I think it’s great that you had 3 separate practicum experiences, but on the other hand, that didn’t allow you much time in any of them, did it? I wonder what is more beneficial: numerous varied experiences, or a lengthy experience where you fall more into the role of “teacher”?
Many student teachers give me a look when I mention this one, but I don’t feel that completing a BEd in one year is worth the “saved” time in the long run. The one year program is stressful, but we can learn to handle the stress; that is not my complaint. I just don’t think it’s the best way to learn. You’re barely keeping your head above water – how can you truly reflect and put into practice what you are learning in theory? Looking back on my journey I wish I had enrolled in a program that took longer, even despite the fact I purposely picked a one year program. “Live and learn” some may say, but maybe it is something that needs to be talked about more so prospective teachers think it over prior to starting.
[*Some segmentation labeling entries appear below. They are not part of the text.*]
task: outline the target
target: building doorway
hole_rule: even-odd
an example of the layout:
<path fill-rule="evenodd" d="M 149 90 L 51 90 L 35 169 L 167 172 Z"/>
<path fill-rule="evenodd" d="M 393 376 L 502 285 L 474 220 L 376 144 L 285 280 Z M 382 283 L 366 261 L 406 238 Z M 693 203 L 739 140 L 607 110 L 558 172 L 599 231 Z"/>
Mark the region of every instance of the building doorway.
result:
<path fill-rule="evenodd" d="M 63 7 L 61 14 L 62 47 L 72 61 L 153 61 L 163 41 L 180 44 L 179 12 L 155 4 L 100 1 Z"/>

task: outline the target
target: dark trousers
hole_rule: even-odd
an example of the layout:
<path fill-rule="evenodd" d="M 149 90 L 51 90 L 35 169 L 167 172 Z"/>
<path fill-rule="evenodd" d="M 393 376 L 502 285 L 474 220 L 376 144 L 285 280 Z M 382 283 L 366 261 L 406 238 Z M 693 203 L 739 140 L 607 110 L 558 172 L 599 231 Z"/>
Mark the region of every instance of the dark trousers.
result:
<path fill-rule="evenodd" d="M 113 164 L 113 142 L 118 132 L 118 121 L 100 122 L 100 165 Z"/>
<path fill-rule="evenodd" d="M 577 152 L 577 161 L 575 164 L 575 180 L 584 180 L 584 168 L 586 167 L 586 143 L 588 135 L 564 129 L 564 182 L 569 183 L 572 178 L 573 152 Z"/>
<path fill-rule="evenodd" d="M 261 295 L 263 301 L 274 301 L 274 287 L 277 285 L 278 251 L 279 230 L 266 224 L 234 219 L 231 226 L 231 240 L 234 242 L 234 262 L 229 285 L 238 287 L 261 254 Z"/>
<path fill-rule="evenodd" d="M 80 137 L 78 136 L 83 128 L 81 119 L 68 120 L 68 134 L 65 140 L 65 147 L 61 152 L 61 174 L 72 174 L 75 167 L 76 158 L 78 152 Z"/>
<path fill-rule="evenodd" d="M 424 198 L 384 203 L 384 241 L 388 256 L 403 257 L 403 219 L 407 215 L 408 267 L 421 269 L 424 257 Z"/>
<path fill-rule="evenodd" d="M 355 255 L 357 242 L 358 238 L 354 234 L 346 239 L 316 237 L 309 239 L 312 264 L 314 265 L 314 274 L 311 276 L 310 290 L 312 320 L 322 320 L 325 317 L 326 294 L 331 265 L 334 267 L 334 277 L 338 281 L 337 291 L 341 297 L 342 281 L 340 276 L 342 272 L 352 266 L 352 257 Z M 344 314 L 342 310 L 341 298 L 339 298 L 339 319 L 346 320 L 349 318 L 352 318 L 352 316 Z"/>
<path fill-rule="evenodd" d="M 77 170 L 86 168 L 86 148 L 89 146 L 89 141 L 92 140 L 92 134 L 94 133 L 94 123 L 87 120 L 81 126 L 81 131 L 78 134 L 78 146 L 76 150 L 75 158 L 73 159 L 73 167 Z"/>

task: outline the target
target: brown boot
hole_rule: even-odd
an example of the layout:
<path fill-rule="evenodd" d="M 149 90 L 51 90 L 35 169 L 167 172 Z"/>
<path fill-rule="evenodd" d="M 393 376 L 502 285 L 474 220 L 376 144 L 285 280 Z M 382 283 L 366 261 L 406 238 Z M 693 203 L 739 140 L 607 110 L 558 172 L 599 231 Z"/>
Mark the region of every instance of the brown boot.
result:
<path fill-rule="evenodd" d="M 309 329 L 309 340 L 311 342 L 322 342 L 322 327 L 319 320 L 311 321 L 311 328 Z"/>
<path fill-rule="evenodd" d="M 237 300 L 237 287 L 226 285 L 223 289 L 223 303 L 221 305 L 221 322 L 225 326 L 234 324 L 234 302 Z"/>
On your point about having a year long paid practicum this is something I have thought about but haven’t really formed an opinion yet. Perhaps I feel it wouldn’t happen (paid year! haha) and that is the barrier in my mind. I think it would be a great partnership though, as practicums are. I learn from my mentor teacher and she loves learning from me as well. As for the kids, having an extra adult in the room would be wonderful. Between my practicums I had weekly visits which really allowed for students to get more support once a week by having two teachers in the room. The thing is though, that is a bonus byproduct of having a student teacher, and shouldn’t be how we are putting extra support into our classes. Although I don’t know much on this, I am aware of some private schools here in the lower mainland hiring brand new teachers as internship students and paying half a normal salary for their first year. I don’t know anyone who has done it so I’m not sure they feel they are getting additional guided learning experience, or simply working at a lower wage.
Great questions, thanks for sharing.
Thanks Cassandra. I received a tweet from a teacher about a pilot project in Australia which is structured as a one-year paid internship. I think that’s a very intriguing notion. I really appreciate your input and wish you all the very best with your studies.
I’d like to hear more about the paid internship pilot project that took place in Australia – is there any information available online?
At a conference in Winnipeg this year I learnt about a course “Orientation to Teaching”, that must be taken before students can begin their BEd at the University of Lethbridge. It ensures that they actually get time in the classroom before starting. More info: http://www.uleth.ca/education/programs-degrees/undergraduate-studies/field-experiences/education-2500/ed-2500-practicum
I’ve sent a Twitter request to see if there’s a link for more information on the Australian program and have copied you on that. Thanks for the link to the University of Lethbridge “Orientation to Teaching” course. That’s a great idea!
In terms of “paid practicums” I would encourage you to look at some of the intern/associate teacher positions that CAIS (www.cais.ca) and the various provincial (www.isabc.ca, http://www.cisontario.ca) independent schools put out every year. These tend to be a combination of residence duties, coaching, substitute teaching, etc, as well as some where you are a second teacher in the room.
So while paid practicums don’t exist in the public system, independent schools have found great value in the system!
Thank you Graeme for your providing the information. Interesting to see that this model is in place within the independent school system. I think it’s definitely something worth exploring.